The latest report on inflation, scheduled for release on Thursday at 8:30 a.m. ET, is eagerly awaited by investors seeking insights into the Federal Reserve’s potential interest rate adjustments. Projections suggest a slight uptick in the annual headline inflation rate for December, reaching 3.2%, compared to the previous month’s 3.1%. However, economists anticipate a dip in “core” inflation (excluding food and energy categories) to an annual rate of 3.8%, down from the previous month’s 4.0%.

This data holds significance for investors, as they gauge the likelihood of a soft landing scenario, where inflation recedes to 2% without triggering an economic downturn. A successful soft landing could signal the end of the central bank’s interest rate hikes, potentially paving the way for rate cuts to reduce borrowing costs for businesses and consumers.

Bank of America economists anticipate slightly higher readings for both headline and core inflation than the consensus. Even with “core” CPI at 3.9% in December, there remains a possibility of a Fed rate cut in March, according to the BofA economics team. US economist Stephen Juneau notes that aligning with their forecast would affirm progress toward the Fed’s 2% target, suggesting a trajectory for a 25 basis points cut in March followed by quarterly adjustments throughout the year.

On a monthly basis, economists project a 0.2% increase in prices for December, up from the previous month’s 0.1%. Core inflation is expected to rise by 0.3% month over month, mirroring November figures.

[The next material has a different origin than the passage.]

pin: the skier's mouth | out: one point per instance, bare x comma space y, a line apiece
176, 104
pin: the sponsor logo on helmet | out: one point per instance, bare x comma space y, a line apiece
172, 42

Within the report, Goldman Sachs identifies three crucial areas: car prices, airfares, and shelter. While car prices and shelter are expected to continue their downward trend, airfares pose an upside risk for the December report. Goldman’s real-time price measures for airlines indicate a substantial increase, potentially contributing to a 5% rise in December airfare prices and a 3 basis point impact on “core” CPI.

Looking ahead, Goldman economists Manuel Abecasis and Spencer Hill predict ongoing disinflation in 2024 due to rebalancing in the auto, housing rental, and labor markets. They forecast year-over-year core CPI inflation of 2.9% and core Personal Consumer Expenditures inflation of 2.2% in December 2024.